С этого дня начались несчастья в жизни Нуреддина. Очень скоро Гюльпери проявила свой характер во всей красе. С утра до вечера она ничего не делала и только кричала на прислугу. Особенно донимала она своего пасынка, ругала и била его без всякой причины. Нуреддин терпеливо сносил все и не только не жаловался отцу, но, чтоб не огорчать его, старался казаться веселым.
С каждым днем Гюльпери становилась все несносной.
Старый слуга, проживший в доме Гаджи-Насира больше десяти лет, не выдержал вздорного характера новой хозяйки, рассчитался и ушел. Давным-давно уволилась бы и Бахар, но эта сердечная и добрая женщина помнила покойницу Халиму, ее предсмертную просьбу заботиться о сыне, и ради нее и Нуреддина терпеливо переносила все нападки Гюлъпери.

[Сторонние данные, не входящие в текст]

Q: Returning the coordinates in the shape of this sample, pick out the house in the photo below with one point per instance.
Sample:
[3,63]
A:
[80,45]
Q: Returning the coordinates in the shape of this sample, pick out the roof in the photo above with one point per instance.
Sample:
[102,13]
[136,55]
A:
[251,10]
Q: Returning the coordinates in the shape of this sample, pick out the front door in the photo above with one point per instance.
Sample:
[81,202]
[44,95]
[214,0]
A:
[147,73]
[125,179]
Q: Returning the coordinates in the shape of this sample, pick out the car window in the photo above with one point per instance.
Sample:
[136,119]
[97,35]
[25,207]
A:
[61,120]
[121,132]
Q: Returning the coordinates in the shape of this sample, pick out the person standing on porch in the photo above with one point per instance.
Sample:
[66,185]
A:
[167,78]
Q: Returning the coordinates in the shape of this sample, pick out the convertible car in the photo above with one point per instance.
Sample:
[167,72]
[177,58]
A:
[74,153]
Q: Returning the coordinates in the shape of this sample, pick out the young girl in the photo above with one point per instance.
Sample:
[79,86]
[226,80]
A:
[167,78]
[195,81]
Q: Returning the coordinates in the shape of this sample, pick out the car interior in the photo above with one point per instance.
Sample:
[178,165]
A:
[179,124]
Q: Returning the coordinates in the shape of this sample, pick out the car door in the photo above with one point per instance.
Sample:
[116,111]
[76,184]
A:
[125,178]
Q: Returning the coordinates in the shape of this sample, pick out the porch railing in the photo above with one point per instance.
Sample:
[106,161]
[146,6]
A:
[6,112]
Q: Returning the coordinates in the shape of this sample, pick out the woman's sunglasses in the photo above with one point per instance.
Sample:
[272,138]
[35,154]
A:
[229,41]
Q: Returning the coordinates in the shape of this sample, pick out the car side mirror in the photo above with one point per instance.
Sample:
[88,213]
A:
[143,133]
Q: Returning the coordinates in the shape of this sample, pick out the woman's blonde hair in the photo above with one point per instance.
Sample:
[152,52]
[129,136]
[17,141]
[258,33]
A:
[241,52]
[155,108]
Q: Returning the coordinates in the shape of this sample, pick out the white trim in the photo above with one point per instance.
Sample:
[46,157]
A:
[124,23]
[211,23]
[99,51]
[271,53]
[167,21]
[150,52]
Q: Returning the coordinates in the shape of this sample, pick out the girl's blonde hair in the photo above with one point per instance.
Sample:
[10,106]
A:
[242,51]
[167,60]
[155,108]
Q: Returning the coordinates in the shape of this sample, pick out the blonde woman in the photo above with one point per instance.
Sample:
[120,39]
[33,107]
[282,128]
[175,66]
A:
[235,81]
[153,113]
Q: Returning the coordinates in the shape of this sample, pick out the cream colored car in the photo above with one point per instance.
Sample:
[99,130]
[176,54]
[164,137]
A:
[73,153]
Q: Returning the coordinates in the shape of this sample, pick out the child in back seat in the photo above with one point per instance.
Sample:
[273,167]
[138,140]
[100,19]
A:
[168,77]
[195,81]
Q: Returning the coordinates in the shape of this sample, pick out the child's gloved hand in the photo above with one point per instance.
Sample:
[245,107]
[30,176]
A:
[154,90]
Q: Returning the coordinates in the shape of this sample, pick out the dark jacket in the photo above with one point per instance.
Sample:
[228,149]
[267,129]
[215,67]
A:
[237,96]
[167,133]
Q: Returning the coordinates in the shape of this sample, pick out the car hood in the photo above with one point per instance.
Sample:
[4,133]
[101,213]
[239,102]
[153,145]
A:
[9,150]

Гаджи-Насир видел все это и горько жалел о том, что женился вторично. Чтобы не слышать криков Гюльпери, он рано утром уходил на базар в свою лавку и возвращался домой поздно вечером. И торговые дела, которые теперь приносили одни убытки, и домашние раздоры подтачивали его здоровье. Он таял, как свеча.
Нуреддин большую часть дня проводил в школе.

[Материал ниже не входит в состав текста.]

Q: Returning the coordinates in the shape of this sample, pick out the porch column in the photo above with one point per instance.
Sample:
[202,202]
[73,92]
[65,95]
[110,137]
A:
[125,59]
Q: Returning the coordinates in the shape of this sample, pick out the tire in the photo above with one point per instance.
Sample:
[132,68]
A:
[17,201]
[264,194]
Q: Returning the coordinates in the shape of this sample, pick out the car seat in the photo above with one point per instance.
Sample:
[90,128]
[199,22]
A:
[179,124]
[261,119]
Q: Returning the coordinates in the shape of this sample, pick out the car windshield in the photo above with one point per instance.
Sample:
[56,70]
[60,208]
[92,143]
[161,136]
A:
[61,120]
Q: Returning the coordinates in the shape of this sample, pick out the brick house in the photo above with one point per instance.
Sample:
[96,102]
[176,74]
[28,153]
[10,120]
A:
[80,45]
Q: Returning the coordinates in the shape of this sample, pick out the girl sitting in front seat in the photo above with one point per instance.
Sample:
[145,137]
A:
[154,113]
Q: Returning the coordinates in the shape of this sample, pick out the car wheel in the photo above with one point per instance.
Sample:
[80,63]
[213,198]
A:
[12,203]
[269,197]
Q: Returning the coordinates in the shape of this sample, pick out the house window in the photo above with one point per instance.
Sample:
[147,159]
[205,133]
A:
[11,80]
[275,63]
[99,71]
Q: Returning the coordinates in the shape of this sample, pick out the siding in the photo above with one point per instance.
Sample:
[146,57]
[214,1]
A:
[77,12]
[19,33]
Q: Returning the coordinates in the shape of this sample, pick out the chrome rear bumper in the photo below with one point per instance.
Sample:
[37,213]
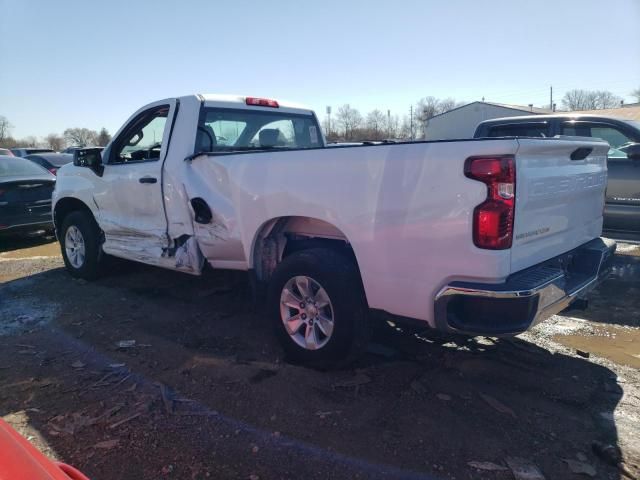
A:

— Погоди, не сегодня-завтра умрет старик, и я стану полновластной хозяйкой. Тогда ты и одного дня не останешься в школе! — кричала ему Гюльпери.

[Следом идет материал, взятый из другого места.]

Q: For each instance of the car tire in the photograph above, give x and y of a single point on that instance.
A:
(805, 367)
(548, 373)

Около года продолжалась эта жестокая тирания. Однажды, когда Нуреддин вернулся из школы, Гюльпери начала бить его за то, что он будто бы поздно пришел. Как раз в это время вошел Гаджи-Насир. Он отнял Нуреддина у разъяренной жены и с гневом сказал:
— Неблагодарная! Я избавил тебя от нищеты, женился на тебе для того, чтобы ты заменила мать моему ребенку, а вовсе не для того, чтобы ты стала его палачом. Клянусь святым прахом Халимы, что я и одного дня не потерплю тебя в своем доме. Сейчас же разведусь с тобой.
С этими словами он ушел на базар. А через полчаса кто-то прибежал оттуда со страшной вестью: Гаджи-Насир умер в лавке от разрыва сердца. Немного погодя принесли его похолодевшее тело.
Сильнее, чем смерть отца, Нуреддина поразило бесстыдное притворство, лицемерие Гюльпери. Она рыдала, била себя по голове, царапала ногтями лицо, бросалась на тело мужа. Мальчик понимал, что она давно ждала этой смерти и в душе была рада ей. Он котел сказать об этом всем соседям и знакомым, собравшимся на похороны, но вспомнил завет отца: «семейные секреты никогда не следует открывать посторонним людям» — и промолчал. Забившись в угол, он с ненавистью, смешанной с удивлением, смотрел на Гюльпери, проливавшую обильные слезы. Он даже не плакал. Ему не хотелось быть похожим на нее. И все, кто не знал его страданий, сочли его бессердечным, бесчувственным сыном, а лицемерную Гюльпери — любящей и преданной супругой.
Похороны отца показались Нуреддину тяжелым сном.
Через три дня после смерти Гаджи-Насира Гюльпери разбудила Нуреддина ранним утром, поцеловала его, дала ему денег и сказала:
— Не надо забывать об ученье, сынок. Иди в школу. После уроков можешь погулять с товарищами. Тебе надо немного рассеяться. Нынче придут должники отца, и я весь день буду занята с ними. Вставай скорее!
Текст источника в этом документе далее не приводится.